CARVALHO, Alessandra Aparecida de. A constituição da educação básica no Brasil: os modos de conceber e praticar a cultura escolar no século XX. Cadernos de História da Educação, v. 11, n. 2, jul./dez. 2012.

Centro de Referência da Educação Pública da Cidade do Rio de Janeiro. Guia das Escolas Tombadas da Prefeitura. Rio de Janeiro: E/CREP, 2008, 2ª edição.

NETO, Alexandre Shigunov; MACIEL, Lizete Shizue Bomura. A educação brasileira no período pombalino: uma análise histórica das reformas pombalinas do ensino. Educação e Pesquisa, São Paulo, v. 32, n. 3, p. 465-476, set./dez. 2006.

______ O ensino jesuítico no período colonial brasileiro: algumas discussões. Educar, Curitiba, n. 31, p. 169-189. Editora UFPR.

SCHUELER, Alessandra Frota Martinez de. Crianças e escolas na passagem do Império para a República. Revista Brasileira de História, São Paulo, v. 19, n. 37, set. 1999.

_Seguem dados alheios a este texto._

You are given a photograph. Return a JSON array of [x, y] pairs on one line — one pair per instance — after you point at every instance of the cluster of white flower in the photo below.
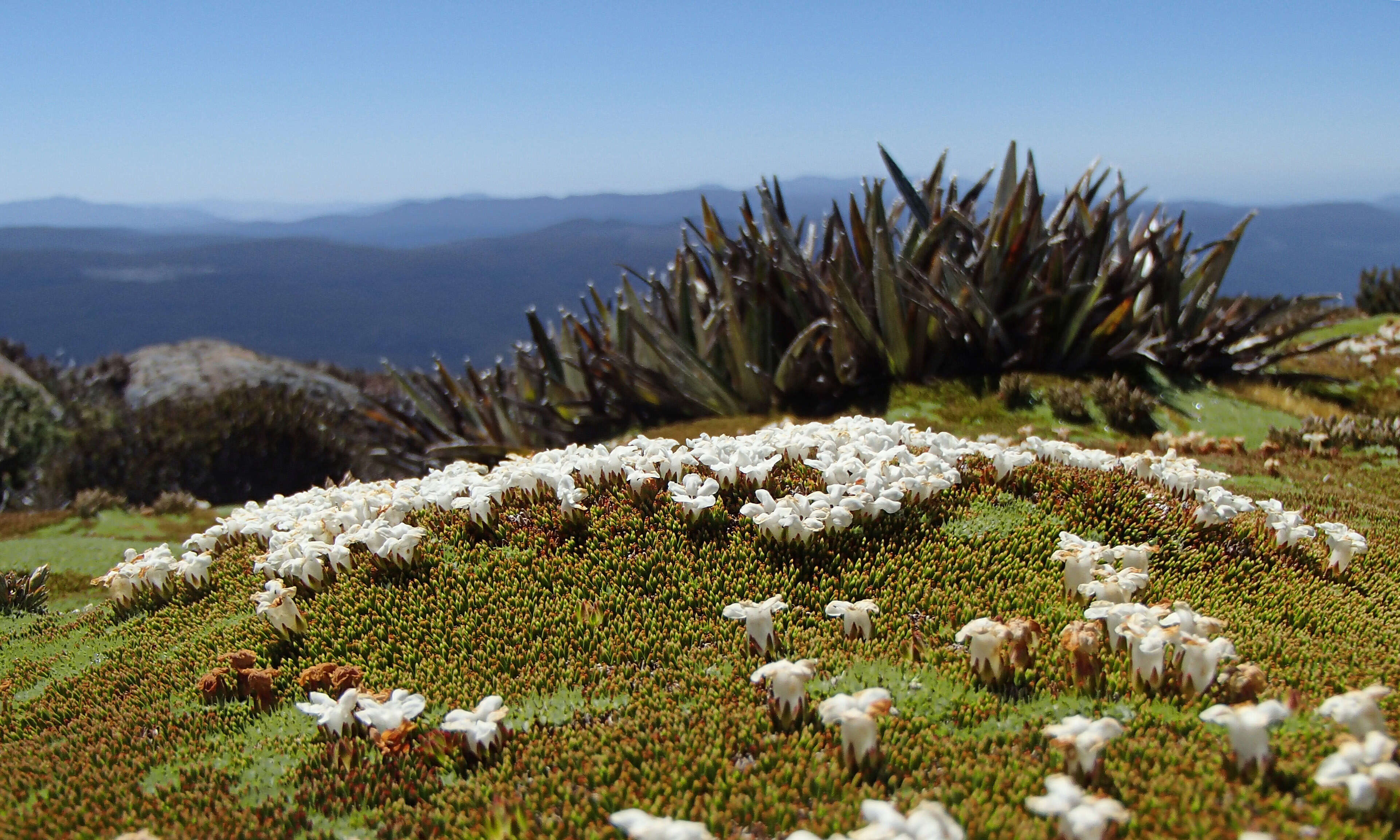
[[926, 821], [479, 730], [1248, 726], [156, 570], [868, 467], [1217, 506], [999, 649], [1345, 544], [871, 468], [1090, 575], [1083, 741], [1083, 817], [1148, 632], [1182, 477], [1370, 349], [1364, 762]]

______ Entre escolas domésticas e palácios: culturas escolares e processos de institucionalização da instrução primária na cidade do Rio de Janeiro (1870-1890). Revista Educação em Questão, v. 23, n. 9, p. 160-184, maio/ago. 2005.

______ “Escolas de verdade” para a República do Brazil: os grupos escolares na capital federal. XIII Encontro de História Anpuh-Rio.